Posted by   on (December 27, 2010, 22:41 GMT)

What a travesty of justice, Ponting and Siddle bring the game into terrible disrepute, one gets fined a paltry $5400 and the other gets off scot-free. Why can't the match referees take a firm stand against Australians, what is it about them that gets them off so easily ?

Posted by   on (December 27, 2010, 22:39 GMT)

(contd)....his excellent decision making in the ashes so far and his(calm and composed) role in the whole ugly incident yesterday and then having the courage to call Johnson for a no ball correctly and still getting all the decisions right...very few umpires would have that sort of courage and judgement( especially when the opponent captain is as arrogant and unruly as ponting) and if that does not get him his. Hattrick of ICC umpire of the year award, I don't know what will. A brilliant job Mr dar, you were incredible and truly the top ranked umpire in the world .... Keep going for 3 more days...I always was a true fan of ur courage and umpiring especially avaunt the Aussies when I saw u first in the ashes 2005... Cheers

Posted by dhurandhar007 on (December 27, 2010, 22:35 GMT)
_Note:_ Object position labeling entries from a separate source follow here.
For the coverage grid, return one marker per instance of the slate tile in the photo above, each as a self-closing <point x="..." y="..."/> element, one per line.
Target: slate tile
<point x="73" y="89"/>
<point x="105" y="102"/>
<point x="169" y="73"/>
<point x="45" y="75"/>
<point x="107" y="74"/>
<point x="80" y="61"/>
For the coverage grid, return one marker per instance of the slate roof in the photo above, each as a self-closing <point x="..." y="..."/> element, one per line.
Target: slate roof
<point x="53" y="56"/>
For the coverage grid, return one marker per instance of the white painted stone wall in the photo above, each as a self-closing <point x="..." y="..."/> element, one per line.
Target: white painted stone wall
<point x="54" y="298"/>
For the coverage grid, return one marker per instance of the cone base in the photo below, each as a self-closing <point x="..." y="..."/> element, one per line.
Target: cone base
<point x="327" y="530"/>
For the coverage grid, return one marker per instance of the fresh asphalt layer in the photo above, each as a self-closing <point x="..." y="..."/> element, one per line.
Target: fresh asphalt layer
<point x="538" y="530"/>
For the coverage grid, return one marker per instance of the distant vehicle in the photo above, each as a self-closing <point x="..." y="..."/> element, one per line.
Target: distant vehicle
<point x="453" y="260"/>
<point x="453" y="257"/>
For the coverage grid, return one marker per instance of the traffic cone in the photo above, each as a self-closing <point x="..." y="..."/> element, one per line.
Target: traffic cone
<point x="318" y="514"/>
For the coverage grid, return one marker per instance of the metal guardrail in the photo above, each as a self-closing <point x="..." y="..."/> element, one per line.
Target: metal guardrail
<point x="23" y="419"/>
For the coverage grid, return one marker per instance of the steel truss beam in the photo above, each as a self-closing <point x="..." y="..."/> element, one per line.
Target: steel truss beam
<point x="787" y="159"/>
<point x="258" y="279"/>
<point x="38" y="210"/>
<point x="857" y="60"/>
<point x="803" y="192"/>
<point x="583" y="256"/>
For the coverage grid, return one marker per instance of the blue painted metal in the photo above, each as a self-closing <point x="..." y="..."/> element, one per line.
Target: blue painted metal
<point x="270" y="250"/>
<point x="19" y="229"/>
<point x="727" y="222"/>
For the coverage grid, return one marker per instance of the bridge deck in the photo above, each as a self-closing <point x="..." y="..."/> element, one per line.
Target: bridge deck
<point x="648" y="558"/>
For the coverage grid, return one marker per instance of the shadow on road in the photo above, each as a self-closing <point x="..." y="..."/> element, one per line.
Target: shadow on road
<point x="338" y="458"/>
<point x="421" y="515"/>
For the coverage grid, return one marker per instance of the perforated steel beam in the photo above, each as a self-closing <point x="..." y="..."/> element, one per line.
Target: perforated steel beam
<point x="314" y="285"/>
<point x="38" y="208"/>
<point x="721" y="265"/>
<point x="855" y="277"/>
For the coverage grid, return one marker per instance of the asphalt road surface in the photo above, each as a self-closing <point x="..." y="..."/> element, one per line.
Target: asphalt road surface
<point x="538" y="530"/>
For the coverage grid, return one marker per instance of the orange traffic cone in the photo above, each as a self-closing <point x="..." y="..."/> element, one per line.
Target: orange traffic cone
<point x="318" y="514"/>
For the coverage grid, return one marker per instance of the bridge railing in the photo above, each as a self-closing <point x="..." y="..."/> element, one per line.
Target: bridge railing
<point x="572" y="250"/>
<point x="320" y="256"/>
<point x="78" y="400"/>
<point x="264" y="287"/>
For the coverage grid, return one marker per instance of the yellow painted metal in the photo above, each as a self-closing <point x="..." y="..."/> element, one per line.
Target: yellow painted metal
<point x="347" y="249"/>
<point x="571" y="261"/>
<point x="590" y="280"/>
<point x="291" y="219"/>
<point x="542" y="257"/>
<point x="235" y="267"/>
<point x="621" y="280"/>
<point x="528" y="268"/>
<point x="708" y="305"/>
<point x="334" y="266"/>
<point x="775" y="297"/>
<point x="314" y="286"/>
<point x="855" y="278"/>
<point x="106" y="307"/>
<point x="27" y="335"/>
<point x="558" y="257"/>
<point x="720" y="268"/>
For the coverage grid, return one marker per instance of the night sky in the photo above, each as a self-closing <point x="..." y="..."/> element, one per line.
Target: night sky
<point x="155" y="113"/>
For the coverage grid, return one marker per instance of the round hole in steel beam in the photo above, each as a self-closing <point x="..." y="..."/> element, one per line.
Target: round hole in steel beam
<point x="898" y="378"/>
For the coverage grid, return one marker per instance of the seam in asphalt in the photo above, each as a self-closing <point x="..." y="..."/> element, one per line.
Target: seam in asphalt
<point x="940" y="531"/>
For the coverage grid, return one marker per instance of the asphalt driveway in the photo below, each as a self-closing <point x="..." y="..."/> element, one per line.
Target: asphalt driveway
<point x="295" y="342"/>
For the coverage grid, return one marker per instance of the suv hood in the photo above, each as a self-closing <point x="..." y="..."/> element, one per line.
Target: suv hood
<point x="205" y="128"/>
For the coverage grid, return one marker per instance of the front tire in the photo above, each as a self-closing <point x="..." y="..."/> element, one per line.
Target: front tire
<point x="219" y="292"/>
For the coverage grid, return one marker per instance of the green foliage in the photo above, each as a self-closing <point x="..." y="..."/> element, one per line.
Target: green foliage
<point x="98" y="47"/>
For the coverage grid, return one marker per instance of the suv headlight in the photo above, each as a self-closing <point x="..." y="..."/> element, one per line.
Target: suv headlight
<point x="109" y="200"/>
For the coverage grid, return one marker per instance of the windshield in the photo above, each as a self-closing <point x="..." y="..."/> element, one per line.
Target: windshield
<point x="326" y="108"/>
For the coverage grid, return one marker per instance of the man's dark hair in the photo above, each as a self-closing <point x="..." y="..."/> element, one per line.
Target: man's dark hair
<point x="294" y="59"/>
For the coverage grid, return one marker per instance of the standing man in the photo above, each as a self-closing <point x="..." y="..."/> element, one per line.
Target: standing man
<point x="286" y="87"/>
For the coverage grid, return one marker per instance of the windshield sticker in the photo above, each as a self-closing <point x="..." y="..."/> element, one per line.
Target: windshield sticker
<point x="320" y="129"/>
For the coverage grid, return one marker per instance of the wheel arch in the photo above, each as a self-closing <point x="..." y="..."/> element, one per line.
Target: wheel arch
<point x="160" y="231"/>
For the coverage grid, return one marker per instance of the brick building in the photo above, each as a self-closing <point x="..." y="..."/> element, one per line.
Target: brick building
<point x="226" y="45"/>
@ Yasser Yousufi: You are absolutely right. I remember some years ago, Ranjan Madugulle fined an Asian player severely for saying something on the field in Australi, but let the Australians go scott free even when they were raining expletives on the Asian team and were the ones to start the provocation. All that Ranjan Madugulle had to say was somethinng to the effect that "using expletives was the Australian players' way of life or a way of talking and what was a part of their life or vocabulary can not be taken against them. Therefore he did not reprimand them".

Posted by D.V.C. on (December 27, 2010, 22:34 GMT)

I can only assume that the replay screen at the MCG has some damaged 'saturated' pixels near where the edge would have been. I can't think of any other reasonable occurrence to precipitate this turn of events. For everyone complaining that Asian cricketers always seem to end up with worse fines, it's an Asian Match Referee at the MCG. You'd think he'd be aware of the inconsistency!

Posted by   on (December 27, 2010, 22:30 GMT)

@legendmike: totally agree, except we can at least say benn was repeatedly involved in bad behaviour throughout and body contact hence the suspension somewhat was justified... Of course, haddin shd have got a more serious punishment for his role...coming back to yesterday, Ian chappel himself said that ponting has had a history of going after the umpires every now and then and taking his prev records into account he definitely shda been handed out at least a match ban.... But hey, maybe that's what the ref thought would be th harshest punishment since another failure inevitably looms for ponting at Sydney which shd ultimately lead to his getting the boot:p and @yasser: totally agree mate, I have been watching since ashes 2005 from when Shane warne and ricky ponting have been going at umpire dar for not getting wring decisions in their favour, something other umpires would be too scared to do.... I belive umpire aleem dar deserves a third consecutive umpire of the year on the basis of

Posted by dhurandhar007 on (December 27, 2010, 22:21 GMT)

I am an Indian and fan of Ponting and have respect and admiration for the guy. I have been watching the Ashes on the TV in the hope that I will be able to watch at least one magnificient knock from this modern day Australian legend. But what he did yesterday on field was despicable and reminded of the infamous 2008 Sydney test vs India where he acted as the Judge, Advocate, and Jury, raising fingers and passing out verdicts against Indian batters in case of dubious catches. Like then, he looked so silly yesterday. OK, let us think of what he was arguing for. He was saying that even though the TV Umpire decided KP was not out, Aleem Dar should overrule the TV Umpire and declare KP out because he (Ponting) believed it was out. Was this ever going to happen? Was Ponting out of his mind? I think it is not his fault. The Australians are so used to having it there way, right or wrong, so it was just his instinct playing out, forgetting that it is the age of TV Umpiring now.